Reed's greatest contribution to medical entomology, however, resulted from his work in 1900 as director of a commission to investigate the cause and transmission of yellow fever in Cuba. Reed conclusively demonstrated that the yellow fever germ is transmitted by the bite of the mosquito Aëdes aegypti. As a result of Reed's findings, William Crawford Gorgas was able virtually to eliminate the disease from Havana, Cuba, within three months by exterminating the mosquitoes in the area. Since 1901 the incidence of yellow fever has been reduced drastically throughout the world by the application of Reed's discovery. Reed died in Washington, D.C., on November 22, 1902, shortly after his return from Cuba.

 

Sir Ronald ross 1857 – 1932 

British doctor, entomologist and Nobel laureate, noted for linking malaria to mosquitoes.

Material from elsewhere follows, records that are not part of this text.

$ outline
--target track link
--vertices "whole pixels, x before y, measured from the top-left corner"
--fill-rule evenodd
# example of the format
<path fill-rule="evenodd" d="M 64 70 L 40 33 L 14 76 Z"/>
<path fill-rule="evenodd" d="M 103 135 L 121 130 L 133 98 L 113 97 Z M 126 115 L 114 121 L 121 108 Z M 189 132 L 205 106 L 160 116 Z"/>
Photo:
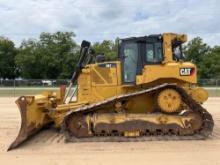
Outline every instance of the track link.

Ross was born in Almora, India and educated at St Bartholomew's Hospital, London. He joined the Anglo-Indian army medical services in 1881 and 11 years later began investigations of the transmission and control of malaria. While directing an expedition in western Africa in 1889, he identified the presence of malaria-carrying mosquitoes and supervised their large-scale extermination. In 1895 Ross began a series of experiments that proved that malaria is transmitted by mosquitoes; he also discovered the life cycle of the malarial parasite in the Anopheles mosquito. For this discovery he was awarded the 1902 Nobel Prize for Physiology or Medicine. In 1913 he became physician for tropical diseases at King's College Hospital, London. Shortly thereafter he was appointed director in chief of the Ross Institute and Hospital for Tropical Diseases, London. Ross was elected a Fellow of the Royal Society in 1901 and knighted in 1911.